This surprised some industry watchers, who expected Saturday's Bitcoin block halving to put new buy pressure on the currency.

As programmed within Bitcoin's software, the block reward subsidy for miners who "solve" a block successfully is scheduled to reduce by 50% every 210,000 blocks, which happens roughly every four years.

The last Bitcoin block halving before Saturday's occurred in 2012, dropping the 50 Bitcoins per block subsidy to 25 Bitcoins per block where it has remained until Saturday, when as programmed the reward was slashed from 25 to 12.5 Bitcoins per block.

Ultimately, however, the major cryptocurrency exchanges essentially shrugged in response to the halving event. 24 hour trading volume of Bitcoin, $100.2 million, and of Ethereum, $10.6 million, are both certainly well within recent normal bounds and nothing extraordinary.

HOW TO GET INTO ETHER & BITCOIN?

I frequently get asked this, and it's happening more and more often now that my YouTube videos on both currencies are increasing in viewership.

I'd recommend trying Coinbase to buy your first batch of Bitcoin. The San Francisco-based cryptocurrency services firm has more than 4 million customers, services 32 countries, and in my experience is the best overall way to buy Bitcoin with a debit card or linked bank account. From there, you can trade part of your Bitcoin balance on their platform for Ether, or from Ether back into Bitcoin, over at exchange.coinbase.com.

WHAT CAN YOU DO WITH ETHEREUM THAT YOU CAN'T DO WITH BITCOIN?

Another frequently asked question lately. Of course we are at a stage where Bitcoin and Ethereum are still both so new - Bitcoin launched in 2009, Ethereum a year ago - that we probably can't envision all, or even most, of the ways they will eventually be used by individuals, businesses, and one day even governments.

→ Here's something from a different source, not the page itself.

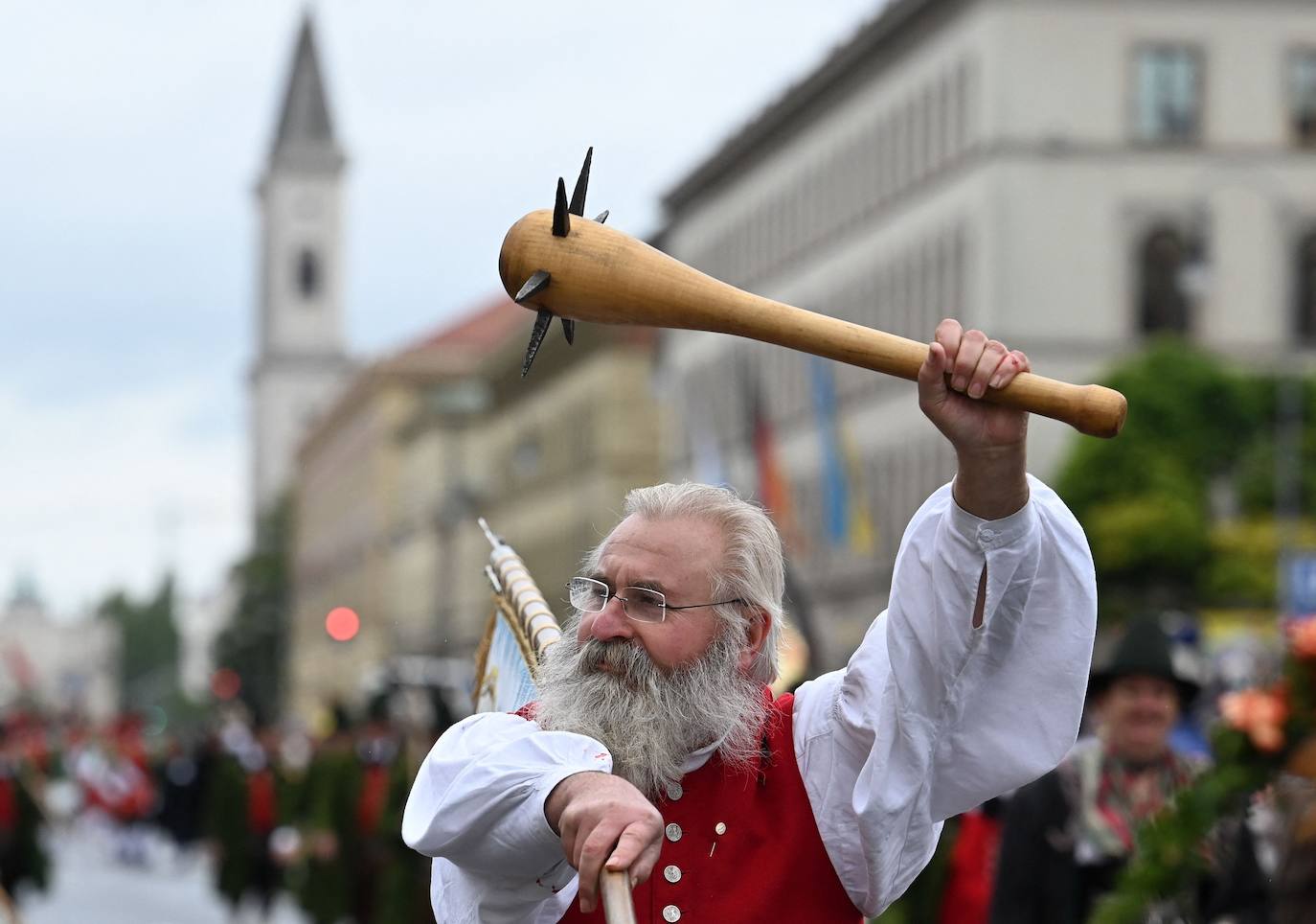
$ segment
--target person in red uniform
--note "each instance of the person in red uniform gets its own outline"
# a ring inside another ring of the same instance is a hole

With that said, by following the various developer communities for these technologies, you can get a sense of what is now - or in the near future - going to be technically feasible on the blockchain. My video below shows some of the early use cases for Ethereum that appear to differentiate it from Bitcoin. (Special thanks to ether.camp for some of the data highlighted.)

Full disclosure: Not financial advice, provided for educational purposes only. Also not intended as a recommendation to buy or sell any cryptocurrency or asset. At time of publication, I do hold some bitcoins and ethers in my long term portfolio.